It’s no secret that Qualcomm dominates the communication chip market. But, recently, their business practices have put them at major odds with both the Federal Trade Commission (FTC) and with Apple—the latter of which is suing Qualcomm for a lot of money in no fewer than three countries. Still, despite the bad blood, Apple’s latest batch of watches shows the Cupertino company just can’t break up with Qualcomm.
But first, the backstory: Earlier this year, the FTC filed a complaint accusing Qualcomm of monopolistic behavior in the cellular communication market.
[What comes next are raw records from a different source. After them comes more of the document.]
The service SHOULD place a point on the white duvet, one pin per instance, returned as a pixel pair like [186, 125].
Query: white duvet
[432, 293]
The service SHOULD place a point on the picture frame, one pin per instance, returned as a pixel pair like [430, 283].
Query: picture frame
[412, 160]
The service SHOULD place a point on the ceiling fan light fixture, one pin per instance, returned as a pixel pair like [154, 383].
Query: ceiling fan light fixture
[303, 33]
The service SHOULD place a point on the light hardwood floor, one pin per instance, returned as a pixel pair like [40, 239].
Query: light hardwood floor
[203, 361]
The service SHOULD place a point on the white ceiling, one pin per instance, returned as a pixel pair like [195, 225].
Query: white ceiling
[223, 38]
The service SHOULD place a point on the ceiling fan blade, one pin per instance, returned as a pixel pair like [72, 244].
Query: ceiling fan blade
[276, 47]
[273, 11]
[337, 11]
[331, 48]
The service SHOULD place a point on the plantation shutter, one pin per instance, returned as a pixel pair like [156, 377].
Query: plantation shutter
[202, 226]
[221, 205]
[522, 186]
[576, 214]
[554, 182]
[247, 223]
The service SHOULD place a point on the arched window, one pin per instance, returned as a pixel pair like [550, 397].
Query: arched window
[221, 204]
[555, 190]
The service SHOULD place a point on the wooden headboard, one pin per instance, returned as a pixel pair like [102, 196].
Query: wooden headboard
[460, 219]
As board game aficionados will tell you, mo’ Monopoly™ equals mo’ money. To that end, Qualcomm upped the royalty fees for use of its wireless chips and technology. As you might have guessed, Apple uses Qualcomm technology in their mobile devices. So, Apple sued Qualcomm claiming that they were using their market dominance to gouge on royalties. Over the past year, the two companies have continued to exchange barbs: Apple claimed that Qualcomm was benefiting off of Apple’s hard work; Qualcomm argued the iPhone would barely be a phone without its technology. In a playground-style back and forth, Apple and Qualcomm have counter-sued each other multiple times for various patent-related disagreements. (Now now, play nice children…)
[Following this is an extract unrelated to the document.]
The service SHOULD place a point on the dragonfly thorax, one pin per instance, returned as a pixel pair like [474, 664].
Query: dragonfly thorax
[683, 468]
Fast-forward to the present: Apple just released the Apple Watch Series 3. And the new Apple Watch isn’t just a watch—it’s a phone, too. Which got us wondering: If Qualcomm and Apple can’t play nice, where is Apple sourcing their wireless black magic? Just this week, we tore down the Apple Watch Series 3. Inside, we found a chip that was hard to identify. But surely it couldn’t be Qualcomm. Maybe Intel stepped in for this job?
We decided to phone our friend, TechInsights, to find out who helped Apple connect the watch. Drum roll please. Turns out, the company responsible for the LTE modem in the Apple Watch Series 3 is none other than…. Qualcomm!?
Looks like Apple’s attempts at matching Qualcomm’s connectivity prowess haven’t quite panned out. As rocky as things are right now, Apple can’t quit Qualcomm. Though the rift between the two companies grows, they still rely on each other.
What does this mean? If you ask us, the continuing relationship means a couple of key things: First, Apple doesn’t have access to Qualcomm’s technology outside of Qualcomm itself. In order to stay connected on the cutting edge, Apple needs Qualcomm. There might be wireless alternatives, but they don’t match the speeds of Qualcomm’s chips. Second, Qualcomm needs the Apple paycheck. Apple is a big account, and as the saying goes, money doesn’t stink.
So even as tensions mount, it appears these two companies will continue to play nice as long as the money is right.